Martin Gantner’s Wolfram was predictably nerdy and looked like the Nazi who melted in Raiders of the Lost Ark. His voice wasn’t baritonal in the least, which made the “Ode to the Evening Star” somewhat disappointing for me, even though he sang it well. I just expect Wolframs to sound like baritones. Gantner’s performance was also affected by the direction. Instead of seeming like a true friend to Tannhäuser, he was always kind of lurking around, watching Elisabeth and Tannhäuser, and then at the end, Wolfram went with Venus, which made no sense at all and turned him into a hypocrite.

Not even her bejeweled nipples could make Lioba Braun’s strident Venus alluring. Franz-Joseph Selig was a fine Landgrave, and the other knights were, for the most part, better than your average American Idol contestant during the singing contest in Act II and were strong in the ensemble singing. The weak link in the cast was Rodrick Dixon as Walther, who seemed like he was about to be an on-the-spot reporter for Muppet News Flash. If Elisabeth had been a jealous, purple-gloved pig, Walther would’ve won the singing competition for sure. Dixon’s Kermity tones stood out during the ensemble pieces and were quite distracting.
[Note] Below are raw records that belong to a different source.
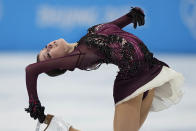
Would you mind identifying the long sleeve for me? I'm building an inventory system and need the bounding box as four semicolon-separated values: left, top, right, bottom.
26;45;102;102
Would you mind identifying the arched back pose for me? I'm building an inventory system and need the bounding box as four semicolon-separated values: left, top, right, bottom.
26;7;184;131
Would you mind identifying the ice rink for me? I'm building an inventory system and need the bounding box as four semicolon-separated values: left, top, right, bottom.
0;52;196;131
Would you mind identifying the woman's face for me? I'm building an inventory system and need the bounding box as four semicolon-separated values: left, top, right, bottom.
39;39;68;61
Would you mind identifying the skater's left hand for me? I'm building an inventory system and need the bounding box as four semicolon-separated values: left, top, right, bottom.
25;101;46;123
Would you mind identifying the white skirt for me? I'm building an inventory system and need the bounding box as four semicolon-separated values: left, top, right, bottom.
116;66;184;112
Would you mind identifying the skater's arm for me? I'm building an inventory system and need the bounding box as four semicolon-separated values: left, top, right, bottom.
106;7;145;28
26;50;82;101
26;45;101;102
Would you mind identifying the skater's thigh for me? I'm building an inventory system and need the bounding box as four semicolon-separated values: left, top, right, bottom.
114;94;143;131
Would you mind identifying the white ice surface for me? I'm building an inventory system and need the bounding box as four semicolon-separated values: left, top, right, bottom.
0;53;196;131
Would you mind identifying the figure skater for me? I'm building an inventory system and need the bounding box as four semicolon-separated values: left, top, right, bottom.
25;7;184;131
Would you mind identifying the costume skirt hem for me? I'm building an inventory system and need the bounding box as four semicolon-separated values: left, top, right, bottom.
115;66;184;112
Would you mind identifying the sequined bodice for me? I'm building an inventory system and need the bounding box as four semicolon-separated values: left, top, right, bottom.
79;24;153;74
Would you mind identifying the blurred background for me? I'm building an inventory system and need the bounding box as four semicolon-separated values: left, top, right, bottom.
0;0;196;131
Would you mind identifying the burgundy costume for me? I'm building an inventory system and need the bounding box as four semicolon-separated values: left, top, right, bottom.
26;11;168;106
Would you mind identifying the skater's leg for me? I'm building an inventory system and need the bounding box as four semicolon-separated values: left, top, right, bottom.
114;94;143;131
140;89;154;127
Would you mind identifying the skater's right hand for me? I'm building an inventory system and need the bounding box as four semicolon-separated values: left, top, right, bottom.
25;101;46;123
128;7;145;28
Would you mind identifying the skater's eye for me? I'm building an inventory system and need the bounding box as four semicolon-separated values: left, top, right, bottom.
47;52;51;58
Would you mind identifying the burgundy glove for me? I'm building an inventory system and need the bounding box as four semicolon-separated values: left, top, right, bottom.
25;101;46;123
127;7;145;29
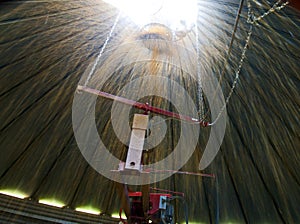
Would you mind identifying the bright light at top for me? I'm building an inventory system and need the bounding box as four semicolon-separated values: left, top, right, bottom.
75;206;101;215
104;0;197;31
0;189;28;199
39;199;65;208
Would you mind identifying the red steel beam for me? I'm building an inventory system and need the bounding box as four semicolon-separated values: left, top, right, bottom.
77;85;209;127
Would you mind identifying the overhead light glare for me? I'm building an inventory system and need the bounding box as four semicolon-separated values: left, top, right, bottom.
39;199;65;208
104;0;197;31
0;189;29;199
75;206;101;215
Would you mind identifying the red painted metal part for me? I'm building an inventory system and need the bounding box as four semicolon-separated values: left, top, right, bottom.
77;85;209;127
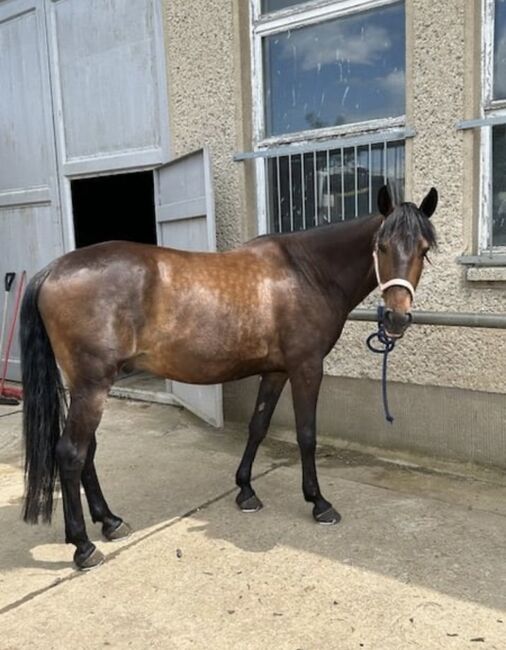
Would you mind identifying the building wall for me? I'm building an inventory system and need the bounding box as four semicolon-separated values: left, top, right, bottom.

The less said of James Conlon the better, not because he conducted poorly, but because I know he’ll say plenty about himself...long and boringly too. The orchestra played well, aside from some roughness in the horn section.

I’ve been trying very hard to figure out why Parsifal worked for me last year while Tannhäuser didn’t. It’s too easy to write it off with the “Wagner is a pompous, self-important blowhard” defense or to say that Parsifal at the Met worked because the cast was far superior to that of the LA Tannhäuser (it was, but that’s not it). I could even say that I have a tiny brain in my rump that says it doesn’t like being sat on for four hours straight. Both libretti are quite misogynist, though for some reason, I think that I can understand Parsifal better because I am a woman. In Kundry, I think that Wagner came as close as he ever would to writing a realistic, sympathetic woman (yes, realistic in spite of the fact that she’s a thousand year-old sorceress. In Tannhäuser, the female roles are strictly black and white—naughty ho-bag Venus and pure as driven snow Elisabeth. Kundry, on the other hand, has done bad things (real bad things, not just getting plowed), yet she wants to be redeemed and chooses to be redeemed. That is what humanity is—the right to choose the wrong way or the right way, because you want to, not because the Pope’s wood won’t sprout for you.